Du pouvoir des entreprises à la re-politisation de la cité
On a dit bien des choses sur les trois pouvoirs de Montesquieu. La plus importante est peut-être qu’ils sont aujourd’hui à reléguer au second rang. Ce sont les entreprises qui façonnent et structurent nos sociétés. Dans ce contexte, Sohrab Ahmari signe un essai bienvenu, Tyrannie and Co. Les grandes entreprises contre la liberté[1]. Américain né en Iran, l’auteur « appartient à un milieu de penseurs catholiques, critiques des orientations libérales du mouvement conservateur, qui appellent à une application actualisée des principes de la doctrine sociale catholique » (4e de couverture). Son ouvrage vise un double objectif (p. 29) : montrer « comment nous avons perdu notre capacité à discerner la tyrannie privée » et proposer une « grande visite de notre système, en marquant des arrêts dans les espaces de travail, devant les contrats de travail, au tribunal, dans les fonds d’investissement, dans le système des retraites, les salles de rédaction et les processus de faillite ». Il met en lumière « l’incapacité à soumettre le marché à des contrôles politiques et à des concessions démocratiques » et que cela « a mis en péril la vie de millions d’Américains ordinaires tout en nuisant à notre économie et au bien commun ».
En journaliste de métier, Sohrab Ahmari collectionne des faits que l’on situerait en Russie, en Chine ou en Iran, alors qu’ils se sont déroulés aux États-Unis (pp. 15–30). En analyste, il met en lumière ce à quoi contraignent les contrats de travail, et combien l’employé est démuni devant son employeur. Certaines bizarreries du droit des faillites américain sont également passées en revue. Elles ont permis à Johnson & Johnson de dégager sa responsabilité dans une affaire de talc cancérigène (pp. 191–194), et à Purdue Pharma de s’enrichir avec la vente d’opioïdes qui ont fait plus de cent mille victimes en 2021 (pp. 201 ss). Nous laissons le lecteur plonger dans le catalogue des affaires exposées par l’auteur. Si nous n’avons pas eu les moyens de les vérifier, elles semblent décrites avec sérieux et honnêteté. Elles sont nombreuses, diverses et accablantes. Isolément, chacune pourrait passer pour une anecdote montée en épingle. Par touches successives, leur accumulation brosse une vision inattendue de ces États-Unis que nous voyons finalement fort mal depuis l’Europe, et surtout le tableau d’un dramatique problème structurel.
Tel est le cœur du propos, à savoir un implacable procès de ce que l’auteur appelle le « néolibéralisme », c’est-à-dire la foi en un marché non régulé, en la libre concurrence et en une main invisible. Les conclusions s’imposent d’autant plus aisément qu’elles semblent découler de la nature des choses, et que l’on peut constater des situations similaires sur le vieux continent. « Les systèmes prônés par les défenseurs du laisser-faire sont en réalité imprégnés de restrictions coercitives, le plus important étant le pouvoir de ceux qui contrôlent la majeure partie des biens d’une société pour obliger la majorité à leur obéir » (p. 42, en s’appuyant sur une analyse de Robert L. Hale, 1923). « La dynamique de pouvoir générée par la structure économique elle-même se révèle presque impossible à surmonter pour les employés » (p. 240). C’est le renard libre dans le poulailler libre.

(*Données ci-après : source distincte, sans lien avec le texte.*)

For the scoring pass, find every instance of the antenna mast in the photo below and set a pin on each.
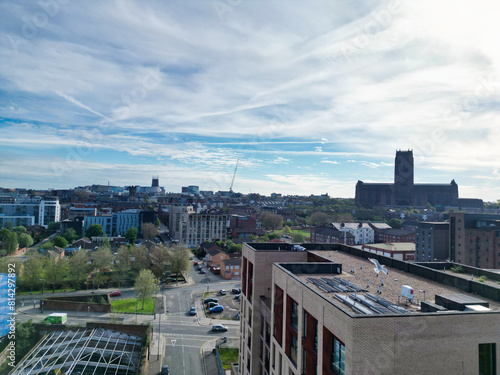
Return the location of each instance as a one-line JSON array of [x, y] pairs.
[[234, 175]]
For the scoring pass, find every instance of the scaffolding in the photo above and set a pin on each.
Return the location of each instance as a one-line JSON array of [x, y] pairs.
[[94, 351]]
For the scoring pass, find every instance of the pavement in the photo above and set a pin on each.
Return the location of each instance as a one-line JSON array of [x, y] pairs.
[[28, 310]]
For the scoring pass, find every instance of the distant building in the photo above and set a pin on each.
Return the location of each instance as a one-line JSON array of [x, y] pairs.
[[404, 192], [475, 239], [432, 241]]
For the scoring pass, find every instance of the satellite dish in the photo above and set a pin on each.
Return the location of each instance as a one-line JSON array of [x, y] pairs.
[[378, 266]]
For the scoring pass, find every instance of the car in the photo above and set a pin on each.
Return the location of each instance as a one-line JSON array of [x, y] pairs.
[[207, 300], [219, 328], [216, 308], [165, 370]]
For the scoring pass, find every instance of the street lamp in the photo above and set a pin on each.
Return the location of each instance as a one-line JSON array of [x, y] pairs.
[[136, 300]]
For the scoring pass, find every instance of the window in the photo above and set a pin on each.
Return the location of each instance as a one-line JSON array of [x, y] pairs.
[[487, 359]]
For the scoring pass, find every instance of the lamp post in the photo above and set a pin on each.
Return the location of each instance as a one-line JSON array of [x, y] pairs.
[[136, 300]]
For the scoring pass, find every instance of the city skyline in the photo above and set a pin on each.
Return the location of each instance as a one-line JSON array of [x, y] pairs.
[[309, 99]]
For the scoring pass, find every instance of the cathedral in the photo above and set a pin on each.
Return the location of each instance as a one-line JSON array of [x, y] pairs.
[[404, 192]]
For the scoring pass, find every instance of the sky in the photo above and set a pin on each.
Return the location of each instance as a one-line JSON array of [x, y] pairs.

En passant, Ahmari fournit de nombreux éléments pour comprendre comment les États-Unis en sont arrivés là. Il mentionne ainsi la notion de « travail libre ». Mise en place par Lincoln, cette référence demeurerait structurante. Il faut lui associer la figure du pionnier-paysan, qui commence comme employé, puis qui accumule de quoi devenir propriétaire jusqu’à embaucher de nouveaux aspirants au même parcours (pp. 59–61). Loin de se présenter comme enraciné dans sa terre depuis des générations, le paysan d’Outre-Atlantique prend lui-même la figure du rêve américain, de l’enrichissement individuel, de la libre entreprise, de la croissance collective. C’est un « personnage composite entre capital et travail – ni complètement employeur ni complètement employé, mais qui emprunte aux caractéristiques des deux » (pp. 60–61). L’énorme différence est évidement que les choses ne se jouent plus aujourd’hui à taille humaine, entre un petit propriétaire et ses quelques employés appelés à devenir propriétaires à leur tour. Elles se jouent entre des individus plus isolés que jamais et des entreprises de plusieurs centaines de milliers de salariés interchangeables. Ahmari développe également une excellente vision sur les débats d’idées dans l’immédiat après-guerre (sous-chapitre, « La dépolitisation coercitive », pp. 265–281). Les néo-libéraux comme Hayek, Friedman, von Mises ou Popper ont pu, non sans abus mais non sans quelque raison, se présenter comme l’alternative au totalitarisme nazi puis marxiste.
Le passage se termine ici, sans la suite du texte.